Followers of the series who look up for themselves more details about the events referred to in the thirty-seven works (thirty-six short and one long) published to date, will find that the series presents the matters covered in a way that is consistent with the known facts. The redaction of the involvement of Sherlock Holmes was generally made on grounds of national security or because the matters Holmes uncovered were too shocking for them to be made public knowledge. It is to be rejoiced that the publication of these accounts of historic events withheld by Dr Watson allow the record to be set straight, and that the role of Sherlock Holmes at some of the key turning points in world history can finally be revealed.

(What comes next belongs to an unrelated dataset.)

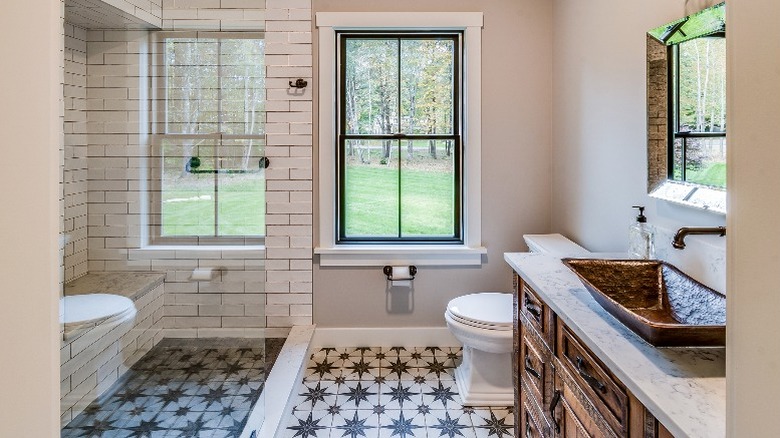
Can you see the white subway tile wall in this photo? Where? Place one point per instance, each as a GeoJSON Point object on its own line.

Sherlock Holmes’s dealings with famous people was the inspiration for the front covers of the books. It is not spoiling the plot of the works in this collection when I disclose that the people featured on the front of this book are two kings, two poets, an artist, a model, a menagerist, a Classical scholar, a diplomat, a man found guilty of high treason, a drinks manufacturer, and an accountant. Some may note that this list gives more people than the seven figures shown opposite Sherlock Holmes. The aim of this introduction is not to solve mysteries when it precedes writings about the greatest mystery-solver of all, but a reading of The Poet and his Muse and of The Cherry-Tree and the Comma will resolve the apparent anomaly.
In this volume I have decided for the first time to put a brief explanation after each work of how much of what Dr Watson retells is the history of the event as we know it, and how much is new or may have been romanticised (Holmes’s words about Watson’s writings) or elaborated by Watson.